The Growing Minds pilot scheme has nothing to do with a kindly wish to spark an interest in reading in little children; but everything to do with gathering data to ‘prove’ that the ‘early intervention’ of giving books and playgroup provision to children from low-income families ‘works’ to increase those children’s scores in the narrow, standardised, and relentless statutory testing that British kids are increasingly subjected to. This, in order to seed a market for ‘school readiness’ and ‘early-years literacy’ impact investment. As the United Nations Population Fund’s new approach to creating impact has it: ‘pilot—measure—scale.’ Are the parents who sign up for free books at the registry office and later take their toddler to the friendly free playgroup at the local community centre aware of the true purpose of this scheme? Will they even know that it’s a pilot scheme at all? Note, for example, that the media coverage of the further roll-out of the UK HIV-testing ‘opt-out’ scheme promoted by Elton John made no mention of his Foundation’s recently created (world first) ‘zero HIV’ social impact bond, co-run by Comic Relief, the impact-investment arm of The Big Issue, and various local councils. (Comic Relief, Clowns Without Borders, Lego Foundation, The Big Issue…will any of our sacred cows make it out alive?)

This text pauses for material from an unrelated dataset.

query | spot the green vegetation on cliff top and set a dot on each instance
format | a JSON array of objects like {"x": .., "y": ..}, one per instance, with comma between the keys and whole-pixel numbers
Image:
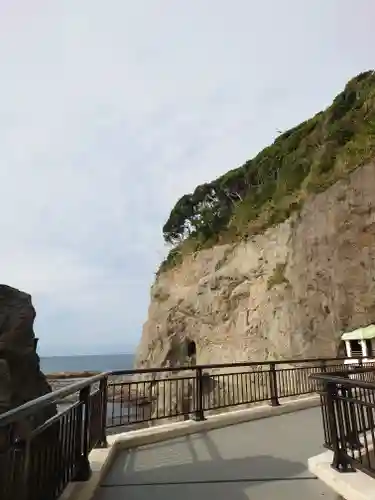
[{"x": 267, "y": 189}]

Neo-Colonialism, Racism, ‘Reproductive Health’ & Parenting Impact Projects

It’s time that the conversations on ‘racism’ and ‘colonialism’ included discussions about Western academics ‘using machine learning to assess the quality of mother-infant interactions in low resource settings’ or World-Bank-funded vaccinators targeting and tracking down nomadic communities in remote locations. Or billionaire hedge-fund managers using ‘smart philanthropy’ to funnel money into youth-led ‘grassroots’ organisations tasked with using ‘digital prompts or sociocultural cues’ to change the local people’s behaviour and cultural practices and achieve the desired outcome the bodies of often poor brown and black women colonised with intrauterine-devices, self-injectables, and implants. Or Planned Parenthood and ‘charities’ like the Elton John Aids Foundation bankrolling programmes where young Kenyan women from the very poorest urban neighbourhoods are ‘rewarded’— with tokens exchangeable for sanitary towels and other basic necessities for obeying digital behavioural health ‘nudges’ and inputting ‘user feedback’ to feed real-time data dashboards. Or NHS health visitors and ‘charity partners’ colluding with wealthy businessmen to implement research projects using little children from low-income families as fodder for new impact investment markets. In reality these projects represent an imperialist, racist, colonialist multi-layered system of exploitation fit for this brave new-normal world and the new economic model of impact capitalism, which, with choking irony, wears a mask of environmentalism, social justice, and feminism.  We must not fall for it, but instead keep unearthing the insalubrious connections and asking the difficult questions.